Tau associates with the ERAD heterocomplex members VCP and Hrd1. A, Representative blots of tau and actin from iHEK-Tau cells that were induced to express tau for 96 h and fractionated to separate microsomal and cytoplasmic proteins. B, C, Representative blots from IP:WB experiments in which tau or VCP was immunoprecipitated from mouse hippocampus and samples were immunoblotted for VCP, Hrd1, and tau. The control lane corresponds to Tg lysate that was not incubated tau antibody. Input lanes show bands representative of VCP, Hrd1, tau, and GAPDH. Quantification of the input blots shows a 3-fold increase in VCP levels (n = 4 nontransgenic [Non], n = 7 Tg; *p < 0.05). D–G, Representative immunofluorescent microscopy images and colocalization plots of 9MO Tg mice. D–F, Sections were costained with anti-tau (green) and anti-VCP (red) antibodies and DAPI (blue) was used to identify cell nuclei. F, Colocalized signal appears in yellow of the merged images. Scale bars, 20 μm (low-magnification image) and 10 μm (insets). G, Plot confirming colocalization of signals (Pearson's coefficient > 0.9).

Figure 7.

The ERAD substrate CD3δ accumulates in tau-overexpressing models and human AD brains. A, B, Representative immunofluorescent images of CA3 from nontransgenic (Non; A) or Tg (B) mice stained for CD3δ (green). DAPI (blue) was used to identify cell nuclei; scale bars, 50 μm (low-magnification images) and 25 μm (insets).
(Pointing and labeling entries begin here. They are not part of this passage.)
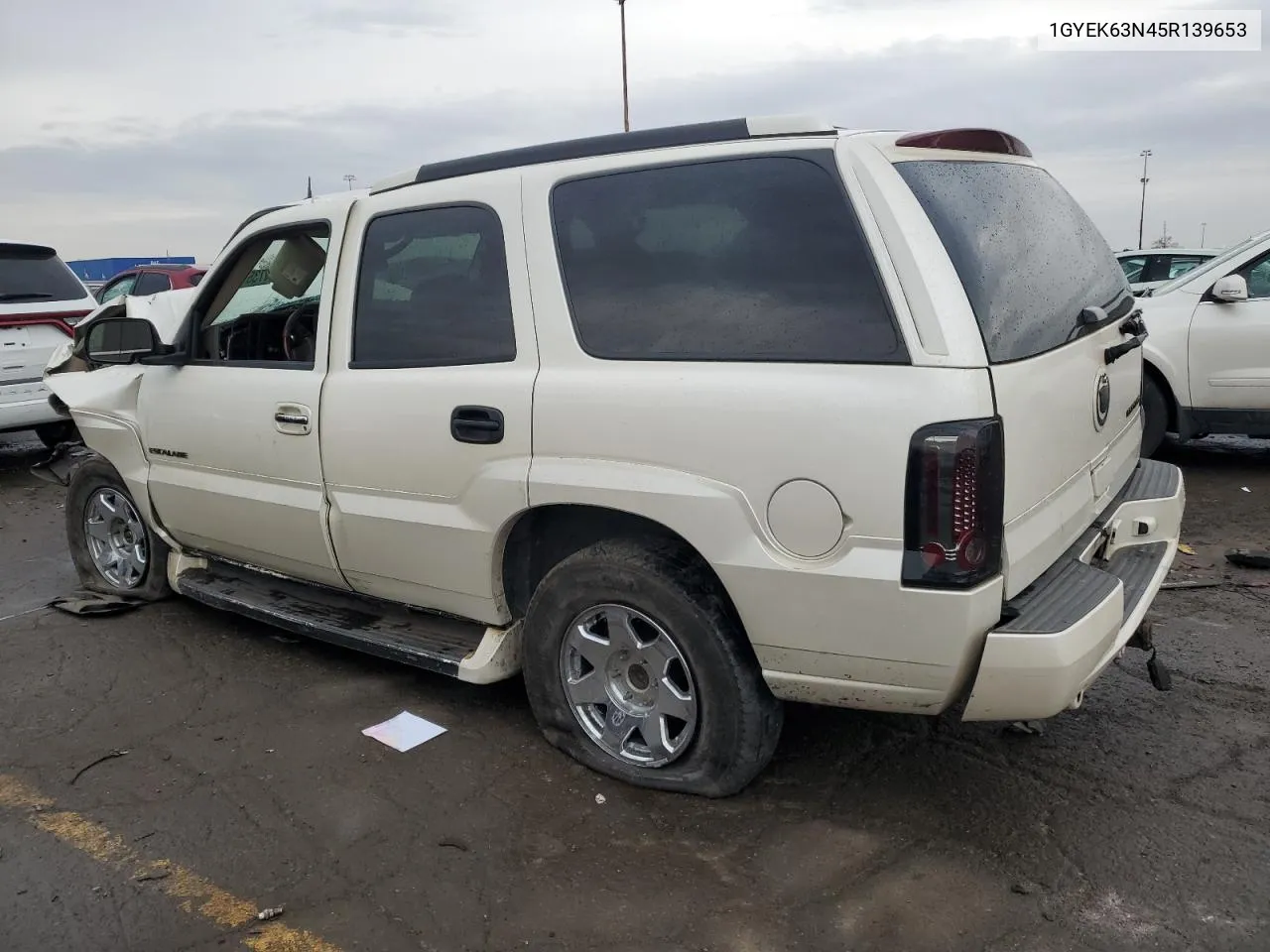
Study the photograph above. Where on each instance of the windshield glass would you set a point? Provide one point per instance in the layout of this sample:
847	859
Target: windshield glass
1211	266
30	273
1028	254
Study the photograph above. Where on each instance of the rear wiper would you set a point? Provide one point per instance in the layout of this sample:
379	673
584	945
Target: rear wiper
1132	325
24	296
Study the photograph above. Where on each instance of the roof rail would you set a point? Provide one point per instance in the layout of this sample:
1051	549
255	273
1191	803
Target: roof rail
615	144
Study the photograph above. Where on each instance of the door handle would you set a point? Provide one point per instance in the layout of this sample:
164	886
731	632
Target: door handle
476	424
293	419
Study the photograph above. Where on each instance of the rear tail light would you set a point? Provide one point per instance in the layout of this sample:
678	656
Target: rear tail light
952	504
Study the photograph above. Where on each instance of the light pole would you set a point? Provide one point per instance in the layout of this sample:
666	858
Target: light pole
626	102
1142	211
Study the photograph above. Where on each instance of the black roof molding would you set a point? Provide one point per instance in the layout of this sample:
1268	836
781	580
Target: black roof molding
616	144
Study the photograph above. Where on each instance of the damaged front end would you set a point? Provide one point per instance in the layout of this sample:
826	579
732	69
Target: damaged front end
102	399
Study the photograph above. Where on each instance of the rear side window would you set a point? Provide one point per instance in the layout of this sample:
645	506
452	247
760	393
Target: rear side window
151	284
432	291
743	259
33	273
1028	255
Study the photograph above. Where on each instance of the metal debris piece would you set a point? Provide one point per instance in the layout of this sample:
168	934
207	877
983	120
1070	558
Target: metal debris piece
1248	557
99	761
1029	728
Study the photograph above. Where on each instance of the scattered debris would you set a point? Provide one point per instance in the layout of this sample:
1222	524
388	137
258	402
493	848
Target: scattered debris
1159	674
99	761
1033	728
91	603
1248	557
405	731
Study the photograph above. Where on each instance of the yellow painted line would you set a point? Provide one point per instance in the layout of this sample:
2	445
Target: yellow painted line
195	895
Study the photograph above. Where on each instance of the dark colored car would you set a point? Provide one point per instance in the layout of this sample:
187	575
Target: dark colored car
150	280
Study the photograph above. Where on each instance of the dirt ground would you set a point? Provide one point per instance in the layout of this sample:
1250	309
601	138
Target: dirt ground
1141	821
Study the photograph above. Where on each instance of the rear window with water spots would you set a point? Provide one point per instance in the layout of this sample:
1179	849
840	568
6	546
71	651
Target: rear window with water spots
1028	254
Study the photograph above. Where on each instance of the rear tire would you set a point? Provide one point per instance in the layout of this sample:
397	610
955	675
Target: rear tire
707	680
1155	416
51	434
113	549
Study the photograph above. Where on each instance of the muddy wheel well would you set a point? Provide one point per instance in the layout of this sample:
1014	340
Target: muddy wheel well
1159	379
544	537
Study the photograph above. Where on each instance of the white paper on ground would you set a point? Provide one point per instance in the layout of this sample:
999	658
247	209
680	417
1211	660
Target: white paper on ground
404	731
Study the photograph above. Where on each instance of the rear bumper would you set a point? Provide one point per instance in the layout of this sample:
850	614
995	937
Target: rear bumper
1074	620
24	405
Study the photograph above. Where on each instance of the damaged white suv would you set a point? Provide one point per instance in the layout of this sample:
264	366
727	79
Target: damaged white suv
679	422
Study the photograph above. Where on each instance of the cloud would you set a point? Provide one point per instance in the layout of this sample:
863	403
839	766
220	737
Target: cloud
1086	116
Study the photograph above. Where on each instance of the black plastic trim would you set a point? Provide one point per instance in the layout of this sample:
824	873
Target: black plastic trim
593	146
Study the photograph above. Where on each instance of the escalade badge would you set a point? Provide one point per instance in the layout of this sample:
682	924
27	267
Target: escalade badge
1101	402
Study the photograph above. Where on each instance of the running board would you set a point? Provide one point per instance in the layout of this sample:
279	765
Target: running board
461	649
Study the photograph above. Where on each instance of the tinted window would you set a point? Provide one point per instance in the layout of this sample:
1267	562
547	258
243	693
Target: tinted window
117	287
432	291
1132	267
264	306
36	273
747	259
1182	264
1028	255
1257	276
151	284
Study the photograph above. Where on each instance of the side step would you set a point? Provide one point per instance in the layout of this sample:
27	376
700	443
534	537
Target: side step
461	649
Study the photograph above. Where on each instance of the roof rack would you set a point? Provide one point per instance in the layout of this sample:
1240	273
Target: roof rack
613	144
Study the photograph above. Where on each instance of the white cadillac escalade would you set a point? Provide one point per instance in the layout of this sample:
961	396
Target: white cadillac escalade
680	424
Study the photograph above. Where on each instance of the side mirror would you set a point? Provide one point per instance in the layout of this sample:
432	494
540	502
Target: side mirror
1230	289
122	340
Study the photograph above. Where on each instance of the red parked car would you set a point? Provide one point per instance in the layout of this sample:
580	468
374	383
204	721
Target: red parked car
150	280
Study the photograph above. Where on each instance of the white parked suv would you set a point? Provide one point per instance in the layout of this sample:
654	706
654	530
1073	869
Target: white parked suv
680	422
40	302
1207	356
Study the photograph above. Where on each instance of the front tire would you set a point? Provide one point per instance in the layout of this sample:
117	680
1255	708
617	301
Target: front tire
113	549
1155	416
636	666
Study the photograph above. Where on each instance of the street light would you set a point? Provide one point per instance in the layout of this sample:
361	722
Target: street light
626	102
1142	211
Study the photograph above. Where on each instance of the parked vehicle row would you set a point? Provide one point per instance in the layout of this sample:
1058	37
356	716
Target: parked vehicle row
41	299
1207	350
681	422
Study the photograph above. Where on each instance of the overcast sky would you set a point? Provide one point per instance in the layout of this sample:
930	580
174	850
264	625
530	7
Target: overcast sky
151	127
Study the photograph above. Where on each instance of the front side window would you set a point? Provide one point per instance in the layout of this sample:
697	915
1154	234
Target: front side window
118	289
1133	267
264	303
1182	264
1257	275
432	291
1028	255
743	259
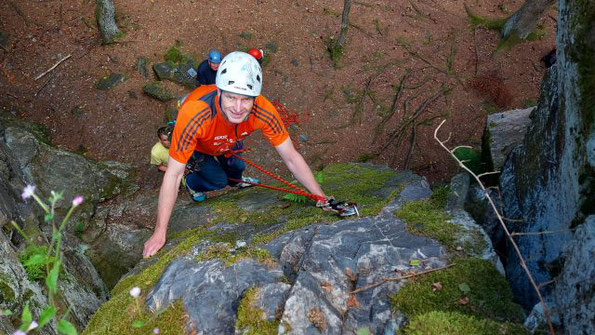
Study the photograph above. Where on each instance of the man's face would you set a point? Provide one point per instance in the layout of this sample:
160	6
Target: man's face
164	141
214	66
236	107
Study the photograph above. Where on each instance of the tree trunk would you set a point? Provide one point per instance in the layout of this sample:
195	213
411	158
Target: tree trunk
105	14
524	21
344	23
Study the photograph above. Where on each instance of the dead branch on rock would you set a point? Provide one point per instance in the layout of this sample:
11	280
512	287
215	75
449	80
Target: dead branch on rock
395	105
401	132
365	288
501	220
53	67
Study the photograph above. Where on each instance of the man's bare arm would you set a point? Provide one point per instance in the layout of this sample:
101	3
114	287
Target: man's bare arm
167	199
298	166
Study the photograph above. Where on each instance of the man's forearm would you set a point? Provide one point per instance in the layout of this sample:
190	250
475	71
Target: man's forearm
167	199
301	171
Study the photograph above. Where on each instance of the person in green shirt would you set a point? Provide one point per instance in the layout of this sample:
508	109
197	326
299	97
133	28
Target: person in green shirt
160	151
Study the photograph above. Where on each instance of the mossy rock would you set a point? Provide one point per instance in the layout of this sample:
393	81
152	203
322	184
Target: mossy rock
157	91
478	280
141	66
371	186
110	81
452	323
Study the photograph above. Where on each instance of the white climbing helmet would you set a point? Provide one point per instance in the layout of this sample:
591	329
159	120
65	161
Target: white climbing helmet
240	73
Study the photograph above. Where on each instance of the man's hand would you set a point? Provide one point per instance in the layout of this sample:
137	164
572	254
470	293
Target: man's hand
153	245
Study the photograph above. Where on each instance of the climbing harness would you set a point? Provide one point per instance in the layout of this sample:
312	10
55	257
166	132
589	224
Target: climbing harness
342	208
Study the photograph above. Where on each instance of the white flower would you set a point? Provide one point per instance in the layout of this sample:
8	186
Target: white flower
32	326
77	200
28	191
135	292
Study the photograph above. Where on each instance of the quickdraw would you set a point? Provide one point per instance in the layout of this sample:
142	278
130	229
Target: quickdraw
342	208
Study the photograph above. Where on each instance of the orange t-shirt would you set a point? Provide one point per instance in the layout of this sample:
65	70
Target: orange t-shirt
200	125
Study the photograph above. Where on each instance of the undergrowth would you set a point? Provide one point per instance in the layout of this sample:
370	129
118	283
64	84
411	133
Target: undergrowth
487	293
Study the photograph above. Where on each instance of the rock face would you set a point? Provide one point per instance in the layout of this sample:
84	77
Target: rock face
322	264
504	132
548	182
24	159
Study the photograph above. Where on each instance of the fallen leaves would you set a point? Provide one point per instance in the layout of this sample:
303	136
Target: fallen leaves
326	286
352	302
318	319
463	301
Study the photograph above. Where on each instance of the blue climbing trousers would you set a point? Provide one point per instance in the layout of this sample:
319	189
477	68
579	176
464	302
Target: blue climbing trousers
209	173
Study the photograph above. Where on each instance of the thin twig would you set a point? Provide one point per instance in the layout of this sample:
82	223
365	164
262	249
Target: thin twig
543	232
401	132
42	87
487	173
512	241
395	106
53	67
411	146
365	288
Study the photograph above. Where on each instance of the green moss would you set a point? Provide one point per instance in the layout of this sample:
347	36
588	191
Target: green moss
251	319
6	292
471	158
425	218
35	271
452	323
119	313
489	295
151	274
488	23
223	252
335	51
175	56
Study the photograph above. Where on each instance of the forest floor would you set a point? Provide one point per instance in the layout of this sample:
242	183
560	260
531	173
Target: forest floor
346	113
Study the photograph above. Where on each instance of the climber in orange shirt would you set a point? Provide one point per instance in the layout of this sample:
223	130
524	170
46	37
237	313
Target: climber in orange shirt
212	121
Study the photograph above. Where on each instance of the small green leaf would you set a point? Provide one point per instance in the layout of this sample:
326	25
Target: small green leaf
52	279
35	260
415	262
26	318
66	328
464	288
138	324
47	315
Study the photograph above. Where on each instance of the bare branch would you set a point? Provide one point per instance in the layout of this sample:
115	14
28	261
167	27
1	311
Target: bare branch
508	234
371	286
53	67
487	173
543	232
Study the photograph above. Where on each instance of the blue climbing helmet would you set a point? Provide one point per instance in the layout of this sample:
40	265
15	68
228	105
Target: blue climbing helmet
214	56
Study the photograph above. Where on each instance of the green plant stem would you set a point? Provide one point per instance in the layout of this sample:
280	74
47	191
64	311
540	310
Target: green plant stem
21	231
41	203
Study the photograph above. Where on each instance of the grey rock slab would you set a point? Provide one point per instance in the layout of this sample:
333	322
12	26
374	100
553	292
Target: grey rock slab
506	131
371	249
219	287
574	286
C, Quantification showed a 35% increase of CD3δ-positive signal in the CA3 of Tg brains compared with Non controls (*p < 0.05, n = 3 mice for each condition). D, Representative Western blots of CD3δ and tau in iHEK-Tau cells transfected with CD3δ or control vector plasmids and treated with Tet or vehicle for 48 or 72 h. ER-containing microsomes (Micro) were isolated from cytoplasmic (Cyto) protein fractions and samples were run in separate gels. E, Ponceau S stain of C showing equal loading. F, Relative quantitation of CD3δ signal normalized to the integrated density of Ponceau S for the entire lane. Tau-expressing cells had 50% more CD3δ in the microsomal fraction and 58% less in the cytoplasmic fraction (*p < 0.05). G–I, Live-cell images of iHek-6/TR and iHEK-Tau cells transfected with CD3δ-YFP and treated with Tet or vehicle for 24 h. J, Quantitation of punctate YFP signal using five 10× images from each condition (1.7-fold increase; **p < 0.001; this experiment was done in triplicate). Scale bar, 100 μm (50 μm for insets). K, L, Western blot of CD3δ in AD (stage 5 and 6) and nondemented controls (stage 1 and 2) showing a 3.5-fold increase of CD3δ in AD brains (*p < 0.05). Statistical significance was determined using Student's t test.